To put the matter baldly: It is not the politics of class that gives the right-wing bad dreams. The politics of caste does.
Hindutva ideologues know well enough that there is no proletarian revolution in the offing.
They also know that the poorest Indians would rather have a roof they could call their own rather than be drafted into the liquidation of the regime of private property.
And then there is their faith in god. Most religions, as we know, say that what assets people have or do not have flow from the will of god, or, in Hindu thought, from the omissions or commissions of previous incarnations.
Caste, however, is a birth defect embedded incurably within the entrails of Hindutva, one that may neither be denied nor owned.
Far from contemplating an era of state-supported social revolution through widespread inter-caste marriages, Hindutva, all its demurrals notwithstanding, continues to look at such occurrences as ‘polluting’.
Those that owe allegiance to the politics of “social justice”, unlike leftists, do not characterise religion as merely a “superstructural” construction that will inevitably disappear as class inequality ends. They remain ensconced within the majority community as devout Hindus themselves.
Their agenda is one that seeks an end to discrimination at the hands of those who proclaim themselves custodians of Hinduism.
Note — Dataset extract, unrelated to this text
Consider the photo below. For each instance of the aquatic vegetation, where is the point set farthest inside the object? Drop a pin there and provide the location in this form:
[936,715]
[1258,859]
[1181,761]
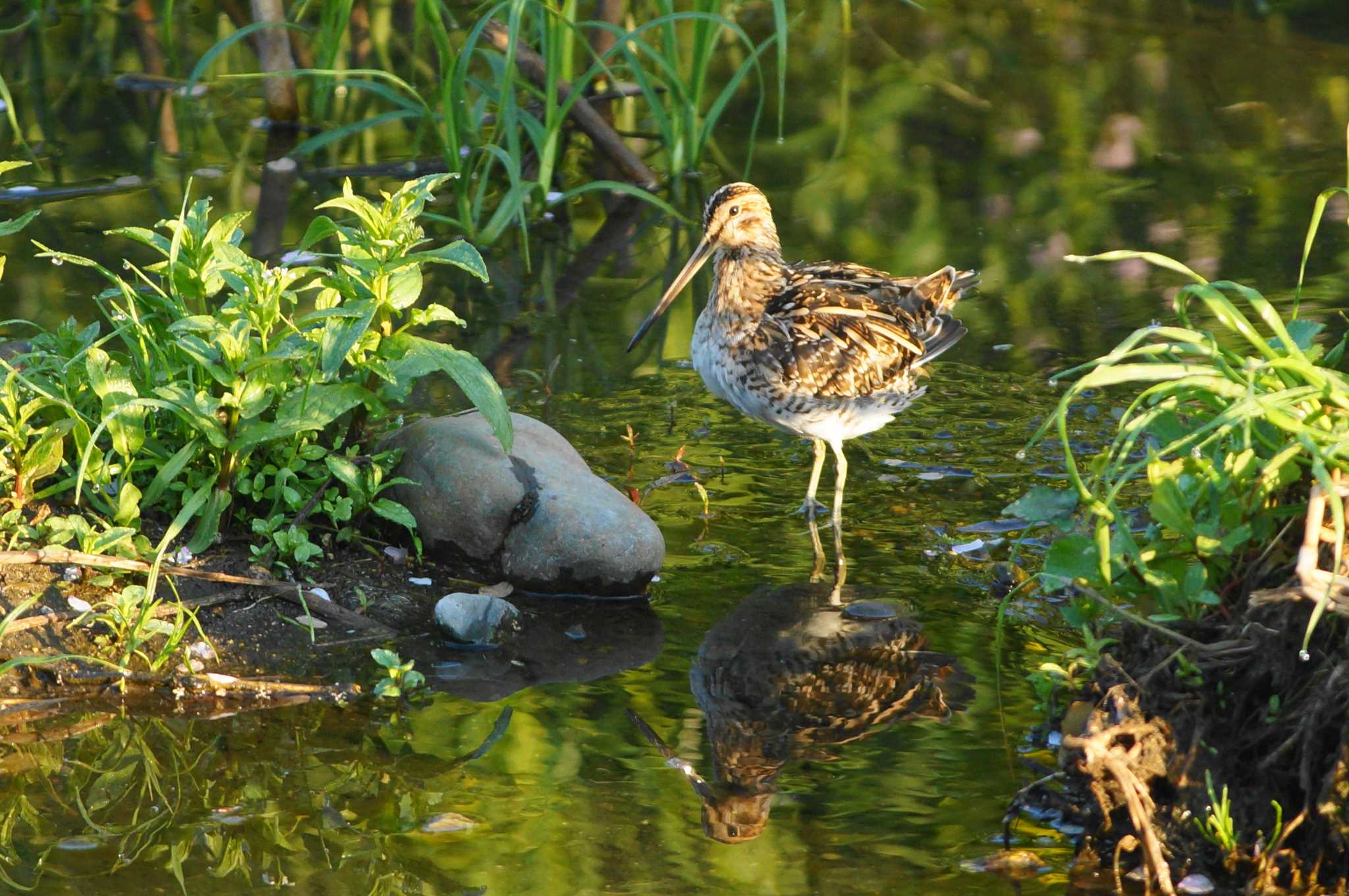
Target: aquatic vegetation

They ask, if all Hindus are one, why can’t some ride a horse to their weddings, walk upright past an upper-caste door, enter a temple without hindrance, become temple priests no matter how learned they be, not be ostracised, lynched, occasionally murdered if they fall in love with ‘upper’ caste women or men, not be picked to do menial chores, even from among a class of school students, not to speak of suffocating to death in poisonous drains as sanitation workers. And then be called “spiritual” workers who, allegedly, remain deeply gratified by the job they do.
And what of verses even in the most hallowed Ramcharitmanas which seem to reserve reprimand for “Shudra”, and “Nari” (woman), along with the lumpen elements in Hindu society?
It is often a defensive Brahminical claim that the Varna Vyavestha, or caste system, accords caste status not according to birth but attainments. Thus, if a Shudra acquires learning of a high standard, he becomes a Brahmin, and so on.
Alas, however, this sleight-of-hand is never in evidence as a discernible reality on the ground in Hindu society.
Were this to be true, why would the most learned of Indians, Bhimrao Ambedkar, chairperson of the committee that was set up to draft the Indian constitution, no less, have felt compelled not to die a Hindu, even as he could not help having been born one?
Or take the case of an ‘upper’ caste judge who, upon taking over from a Dalit predecessor, had the court precincts “purified” with waters from the Ganges. Surely a Dalit judge ought to have been regarded a Brahmin if the claim about the true nature of varna vyavestha is to be believed?
The conundrum of the ‘dwija’ or ‘twice born’ is that even as the Sangh’s majoritarian-totalitarian politics requires that it call everyone a Hindu, it needs caste discriminations – as they flow from such texts as the tenth Mandala of the Rig Veda and the Manusmriti – to claim a permanent hegemony over Sanatan Dharma.
And, proponents of class analysis are right when they point out that this social-religious hegemony is kept in place largely through class domination; this is the reason why the bulk of all positions of authority – be it in the bureaucracy, in higher and high-skilled education, in controlling religious pulpits and practices – remain preponderantly with the ‘upper’ caste Hindu, and why Hindutva feels so threatened when Hindus designated ‘socially unequal’ seek parity in accordance with their ratio in Hindu population.
No wonder then that the RSS-BJP opposes tooth and nail the idea of a census that might tell the country how Hindu society is actually divided.
And for two reasons: one, since Hindutva politics seeks to divide citizens between Muslims and Hindus, and presents thereby the so-called raison d’être for majoritarian-sectarian prerogatives. Its worst nightmare is that Hindus themselves should come to be so divided as to deprive that project of all logic and political clout.
What wonder, therefore, that the chief of the RSS has just felt impelled to claim that caste divisions are not made by god but by the priesthood, as voices once again gather force demanding “social justice” – the ghosts of the first Mandal agitation clearly distress the Hindutva oracle.
One only has to examine the controlling institutional social structure of the RSS to realise that caste, after all is an all-too-real phenomenon.
Two, if a census shows, as it is bound to, that those that lord it over Hinduism are but no more than 10-15% of Hindu society, the Hindutva applecart is set to so overturn that only a very small portion of the material class-pie may remain with it in time to come.
After all, not only did the mighty Achilles sport a fatal heel, even the eternal Lord Krishna did.
And, the denied among the Hindu fold know nothing menaces that heel as much as consolidation along the lines of the first Mandal revolt.
Those that see through the totalitarian project of Hindutva will not but welcome this second rise of the Bahujans.
It remains for the ideologues of the Left and of Social Justice to work out between them a modus vivendi that could bring the rich progressive potential of class and caste consolidation to forge a new politics of “we the people”.
Badri Raina taught at Delhi University.